Our favorite place we used to go
The warm embrace that no one knows
The loving look that’s left your eyes
That’s why this comes as no, as NO SURPRISE

If I could see the future and how this plays out
I bet it’s better than where we are now
But after going through this, it’s easier to see the reason why

It’s NO SURPRISE I won’t be here tomorrow
I can’t believe that I stayed till today
Yeah you and I will be a tough act to follow
But I know in time we’ll find this was NO SURPRISE

The kiss goodnight, it comes with me
Both wrong and right, our memories
The whispering before we sleep, just one more thing that you can’t keep
Our favorite place we used to go
The warm embrace that no one knows
The loving look that’s left your eyes
But I know in time we’ll find this was NO SURPRISE

Storming

It was storms and all out there late last night, and getting plenty of sheer sinful pleasure out of food(I ate 3 dinners last night, full meals by the way), The Nanny, and… Word Challenge(so loserish!).
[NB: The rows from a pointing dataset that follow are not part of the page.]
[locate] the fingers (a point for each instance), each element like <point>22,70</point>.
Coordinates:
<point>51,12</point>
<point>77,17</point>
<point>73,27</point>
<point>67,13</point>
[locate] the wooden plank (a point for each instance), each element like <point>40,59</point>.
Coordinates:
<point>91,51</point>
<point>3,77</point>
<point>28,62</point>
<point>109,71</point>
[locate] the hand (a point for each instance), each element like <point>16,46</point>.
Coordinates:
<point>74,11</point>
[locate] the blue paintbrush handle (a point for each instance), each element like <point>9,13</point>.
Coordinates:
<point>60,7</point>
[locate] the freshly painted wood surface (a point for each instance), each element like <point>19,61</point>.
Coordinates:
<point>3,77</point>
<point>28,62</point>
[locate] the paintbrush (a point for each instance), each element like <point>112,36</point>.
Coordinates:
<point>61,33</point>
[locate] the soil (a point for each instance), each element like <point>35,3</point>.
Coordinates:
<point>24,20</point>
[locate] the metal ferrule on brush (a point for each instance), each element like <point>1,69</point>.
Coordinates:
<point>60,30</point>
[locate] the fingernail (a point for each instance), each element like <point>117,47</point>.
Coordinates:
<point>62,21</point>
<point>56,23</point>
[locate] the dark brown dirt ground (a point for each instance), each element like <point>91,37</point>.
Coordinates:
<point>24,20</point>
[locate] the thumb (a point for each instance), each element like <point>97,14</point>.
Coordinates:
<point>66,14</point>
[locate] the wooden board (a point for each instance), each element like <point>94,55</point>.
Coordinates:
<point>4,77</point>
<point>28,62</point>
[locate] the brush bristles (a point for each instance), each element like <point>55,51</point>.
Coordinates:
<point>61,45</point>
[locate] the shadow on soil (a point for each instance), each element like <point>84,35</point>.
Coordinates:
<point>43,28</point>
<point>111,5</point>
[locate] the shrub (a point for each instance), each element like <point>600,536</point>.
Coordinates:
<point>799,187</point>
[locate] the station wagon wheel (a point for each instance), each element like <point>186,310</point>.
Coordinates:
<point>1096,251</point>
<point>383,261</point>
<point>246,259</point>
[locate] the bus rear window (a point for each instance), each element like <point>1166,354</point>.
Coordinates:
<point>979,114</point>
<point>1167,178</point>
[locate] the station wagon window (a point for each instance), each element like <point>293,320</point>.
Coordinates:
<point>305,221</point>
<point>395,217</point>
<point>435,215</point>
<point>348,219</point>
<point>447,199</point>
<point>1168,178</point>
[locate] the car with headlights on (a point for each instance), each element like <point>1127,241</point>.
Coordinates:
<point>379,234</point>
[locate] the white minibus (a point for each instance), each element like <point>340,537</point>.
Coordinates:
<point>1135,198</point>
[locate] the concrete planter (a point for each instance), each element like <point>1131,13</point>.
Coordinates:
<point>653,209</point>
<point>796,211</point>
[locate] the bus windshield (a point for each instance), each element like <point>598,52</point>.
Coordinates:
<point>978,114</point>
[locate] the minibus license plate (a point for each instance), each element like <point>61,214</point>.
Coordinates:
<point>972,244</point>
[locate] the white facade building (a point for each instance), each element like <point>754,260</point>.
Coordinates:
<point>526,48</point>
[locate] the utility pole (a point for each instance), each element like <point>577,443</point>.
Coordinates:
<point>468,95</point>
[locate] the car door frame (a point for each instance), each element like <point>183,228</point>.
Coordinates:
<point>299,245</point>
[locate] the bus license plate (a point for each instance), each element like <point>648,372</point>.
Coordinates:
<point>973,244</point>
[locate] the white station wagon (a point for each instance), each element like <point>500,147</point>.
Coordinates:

The flashes that invaded my room, and a creaky door(the hinges look pretty threatening) kinda set my room up for a perfect horror movie set.

This morning had a filling breakfast on da house, and a lunch that was unexpected.

I am starting to feel like I am in a game of Survivor.

During lunch, a colleague asked me why does Minibean has a middle name(which, is a derivative of the father’s name, unfortch), and she asked if I am a Catholic which I replied I am a Christian.

We were having our post-lunch fags when she suddenly looked at me, “I think you should go back to church, try to go more often.”

We seldom talk and the suggestion took me by surprise, cos I never did expect her to be one too.

Anyway.

In the past, I would always hope to be sheltered from the storm, the wind, and all.

Last night, I realised how self-sufficient I can actually be.

Today, I started to think about retail therapy. And I have been binge eating.

And I am thinking, hell man, I really AM becoming dangerous.